Mineral was probably the first serious band that actually had records released and got to tour and whatnot.

So this is your 2nd tour since your reunion after 17years back in April of last year. How did it feel to relearn these songs after all of these years?
It was such a challenge; there was a lot of rehearsing involved. We rehearsed from February of last year to August before the first shows.  We wrote these songs, we used to play them all the time, so you would think the memory of how to play them would be there, but in a lot of senses it’s not. So you really have to relearn it all from scratch. On some occasions I had to watch some live videos on youtube to see if I could get a hint of my hand positioning on the guitar when some particular parts of songs were eluding me.
It was a challenge but it felt good to do. Once I relearned my guitar parts, I remember it all now and it feels like I’ve gotten back to the point where it feels natural.

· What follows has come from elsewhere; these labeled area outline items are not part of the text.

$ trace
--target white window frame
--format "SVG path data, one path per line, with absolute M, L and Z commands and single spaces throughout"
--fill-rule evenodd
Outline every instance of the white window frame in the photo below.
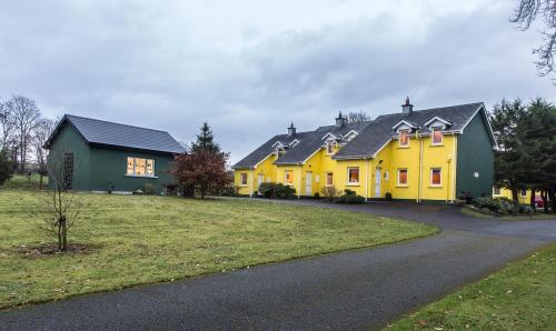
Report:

How does it feel to be back on stage as Mineral?
It feels so nice. Before, we didn’t have rooms full of people who already knew the songs and wanted to hear them. This much easier for us than what we did originally. It’s nice to go out and play for a room full of people who already knew the material and who are there to see it.
This is our first tour outside of the US, we never made it out of the states.
So this is your first time in Europe?
I did a solo tour in Europe for my more recent stuff with Zookeeper in 2006 and I’ve been here a few times, just travelling, but this is my first time here with Mineral.

Do you feel like the music scene has changed since you first started out with Mineral?
Well back then it just seemed to be all about networks of people who knew each other and talked on the phone. We were just starting to have email back then, but during the majority of the time we were a band there wasn’t really any of that. There were fanzines, people would make themselves photocopies and give them out at shows. It was kind of a more DIY culture, very small networks of people who knew each other back then. That also still exists but of course now we have also got the internet and social media. Nowadays it’s so easy to connect with people.

Have the touring conditions evolved?
They’re super fancy for this tour, compared to what used to happen. (Laughs)
Back in the day we played a lot of house shows, very small DIY parties, coffee shops and just anywhere they would let people put on shows. And now we play nicer venues with bigger sound systems where hopefully you can hear things a bit better.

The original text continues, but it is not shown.